Quirky — the company that helped bring everyday inventors’ ideas and designs into reality — announced on its blog today that it filed for Chapter 11 bankruptcy protection. It is also accepting a $15 million bid for Wink, makers of the home automation hub, from Flextronics, which originally manufactured the device.
It has been a difficult year for the company. First, it made some changes to its community-developed ideas, then announced it would stop manufacturing devices entirely.

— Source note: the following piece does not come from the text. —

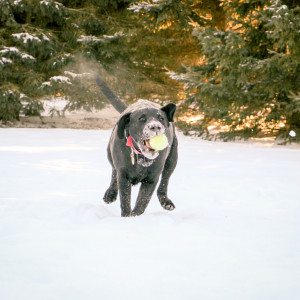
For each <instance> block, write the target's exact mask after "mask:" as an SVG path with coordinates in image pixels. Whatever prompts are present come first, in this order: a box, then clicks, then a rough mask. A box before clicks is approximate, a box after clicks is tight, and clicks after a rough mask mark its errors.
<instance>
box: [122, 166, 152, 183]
mask: <svg viewBox="0 0 300 300" xmlns="http://www.w3.org/2000/svg"><path fill="white" fill-rule="evenodd" d="M149 171H150V170H149V169H148V168H144V167H141V166H135V167H132V168H131V169H130V170H129V172H128V174H127V176H128V179H129V181H130V182H131V184H133V185H135V184H138V183H139V182H144V181H151V180H152V178H151V172H149Z"/></svg>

At the time, Quirky planned to let partners such as GE and Mattel handle the manufacturing of new devices.
Though it raised more than $170 million from firms like GE and Norwest Venture Partners, Quirky CEO Ben Kaufman told Fortune in July the company only had $12 million left. Quirky started looking for a buyer or outside investor for Wink back in February. “There’s a point where it doesn’t make sense for one unprofitable startup to keep funding another unprofitable startup,” Kaufman told Fortune in June. But widespread Wink Hub malfunctions in April of this year may have made potential buyers gun-shy.
For those who invested in the hub, Quirky promises the device will still work (intermittent outages notwithstanding): “The bankruptcy filing does not impact the Wink experience for users nor how Wink operates day-to-day. Wink’s engineers and designers will continue to enhance the Wink platform to provide new, meaningful ways for customers to interact with their smart home. The Wink Hub and Wink Relay will continue to be available at The Home Depot and Amazon. Wink’s customer support team will continue to provide the same quality assistance,” according to the company’s blog.
Although Quirky has accepted the Flextronics bid (the only one interested so far), it’s possible other bidders may appear during bankruptcy proceedings, according to Fortune, potentially raising the price for Wink.